Only one of four people vying for seats on the Perkins school board believes a superintendent should have to live in the district.
Four Perkins Schools candidates seeking two open seats — Michael Ahner, Terry Chapman, J Franklin and Richard Uher — weighed in on the often hot-button issue during a Register-sponsored debate Thursday evening at Chet and Matt’s Pizza.
About 50 people attended the event in the restaurant’s banquet hall.
To connect with a community, Franklin said a district’s top leader, including Perkins School superintendent Jim Gunner, who lives near Toledo, must reside in his or her district. Ahner, Chapman and Uher said it shouldn’t be required, although it’s preferred because it sends a strong, positive message to taxpayers.
“It’s the job you do, not where you live that makes the difference,” Uher said. “If you can’t get the right candidate (in Perkins Township) and they’re not willing to move, you bring the best superintendent in to do the job regardless of where they live.”
Other inquires from the crowd targeted the district’s fiscal future. Candidates discussed tax levies and a dwindling budget, as all the district’s reserve funds will be spent by the end of the current school year. While the candidates all agreed a tax levy is inevitable, they disagreed on how much money the district should seek from taxpayers, especially given the board’s 2011 decision to move “inside millage” — funding used for day-to-day operations — into a separate account for building improvements.
The polarizing decision has effectively segmented the Perkins community, and it was reflected in the four candidates as well.
Ahner and Franklin proposed returning the 5.2 mills of funds back into the operating budget and then asking taxpayers for a smaller levy, possibly 2 mills, to get by in the short term. A future levy or bond issue would be required to fund building projects.
“The first thing we need to do is reverse the inside millage move that wasn’t voted on,” Franklin said. “It wasn’t illegal but it was unethical.”

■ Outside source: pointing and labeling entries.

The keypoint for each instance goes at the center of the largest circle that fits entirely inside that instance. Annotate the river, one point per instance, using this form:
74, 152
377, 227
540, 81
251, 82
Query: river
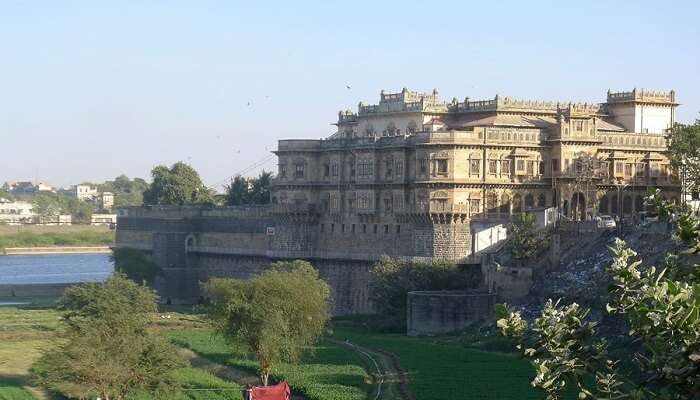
55, 268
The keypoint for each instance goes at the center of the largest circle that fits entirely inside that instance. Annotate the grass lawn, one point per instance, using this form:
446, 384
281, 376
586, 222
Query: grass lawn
23, 334
26, 330
329, 373
444, 369
77, 238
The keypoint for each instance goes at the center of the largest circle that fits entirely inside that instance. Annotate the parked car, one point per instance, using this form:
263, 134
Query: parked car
606, 222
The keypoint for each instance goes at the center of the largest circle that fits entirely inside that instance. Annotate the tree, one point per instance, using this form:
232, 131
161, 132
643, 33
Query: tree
177, 185
277, 314
127, 192
684, 153
243, 191
237, 191
106, 349
391, 280
524, 240
47, 204
662, 310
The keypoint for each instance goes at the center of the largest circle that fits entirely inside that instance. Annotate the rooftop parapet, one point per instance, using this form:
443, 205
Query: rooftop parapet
404, 101
500, 103
644, 96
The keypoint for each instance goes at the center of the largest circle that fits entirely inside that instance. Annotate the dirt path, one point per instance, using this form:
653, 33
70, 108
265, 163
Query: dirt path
390, 381
222, 371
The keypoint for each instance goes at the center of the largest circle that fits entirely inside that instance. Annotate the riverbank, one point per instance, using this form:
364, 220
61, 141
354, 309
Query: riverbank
25, 251
55, 238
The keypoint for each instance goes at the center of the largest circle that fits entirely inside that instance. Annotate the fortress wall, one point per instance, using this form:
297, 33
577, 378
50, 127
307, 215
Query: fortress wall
348, 280
239, 244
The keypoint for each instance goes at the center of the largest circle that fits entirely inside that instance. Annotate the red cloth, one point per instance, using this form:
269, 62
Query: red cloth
279, 391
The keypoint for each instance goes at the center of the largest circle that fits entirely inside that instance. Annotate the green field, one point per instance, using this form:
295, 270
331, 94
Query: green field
25, 331
444, 369
102, 237
328, 373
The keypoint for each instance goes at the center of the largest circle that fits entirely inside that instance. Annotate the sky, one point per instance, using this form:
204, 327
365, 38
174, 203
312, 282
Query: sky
91, 90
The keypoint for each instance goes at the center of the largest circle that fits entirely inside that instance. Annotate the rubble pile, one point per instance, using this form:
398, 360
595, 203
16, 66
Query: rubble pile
582, 275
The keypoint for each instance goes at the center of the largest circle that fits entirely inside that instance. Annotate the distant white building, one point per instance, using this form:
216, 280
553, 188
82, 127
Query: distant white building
27, 187
83, 192
16, 212
104, 219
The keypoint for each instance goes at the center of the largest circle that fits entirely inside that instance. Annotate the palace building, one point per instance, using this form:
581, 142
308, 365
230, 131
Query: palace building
413, 160
420, 179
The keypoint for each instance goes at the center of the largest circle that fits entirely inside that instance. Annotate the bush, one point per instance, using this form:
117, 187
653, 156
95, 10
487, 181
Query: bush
392, 279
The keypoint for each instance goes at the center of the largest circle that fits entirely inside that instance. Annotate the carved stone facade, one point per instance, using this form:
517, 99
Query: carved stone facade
416, 171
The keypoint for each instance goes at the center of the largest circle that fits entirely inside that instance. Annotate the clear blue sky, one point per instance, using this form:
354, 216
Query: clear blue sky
90, 90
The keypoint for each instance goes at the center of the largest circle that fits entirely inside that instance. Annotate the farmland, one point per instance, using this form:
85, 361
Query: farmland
328, 372
444, 369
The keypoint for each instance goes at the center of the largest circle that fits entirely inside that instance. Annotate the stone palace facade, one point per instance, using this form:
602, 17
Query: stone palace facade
414, 158
421, 179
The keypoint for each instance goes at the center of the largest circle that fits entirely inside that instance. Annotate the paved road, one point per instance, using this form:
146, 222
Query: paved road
390, 382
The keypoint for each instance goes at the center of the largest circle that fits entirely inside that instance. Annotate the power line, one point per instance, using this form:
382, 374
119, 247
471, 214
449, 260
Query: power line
249, 168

Uher and Chapman said keeping the funds in their current location is the most feasible, cost-effective longterm option.
The district is proposing a 10-year, 6.73-mill levy on the November ballot — its third levy attempt this year
— which both candidates said they support. The new funds would replenish the depleted operating fund while also supporting new building projects without an additional levy or bond issue.
“Moving the millage back is just a temporary fix,” Chapman said. “The move was not unethical. We as a district and a board have to manage our operational budget and our facilities, and we chose to move the millage to protect our facilities.”
The four candidates are seeking a four-year term on the Perkins school board. The election is Nov. 5.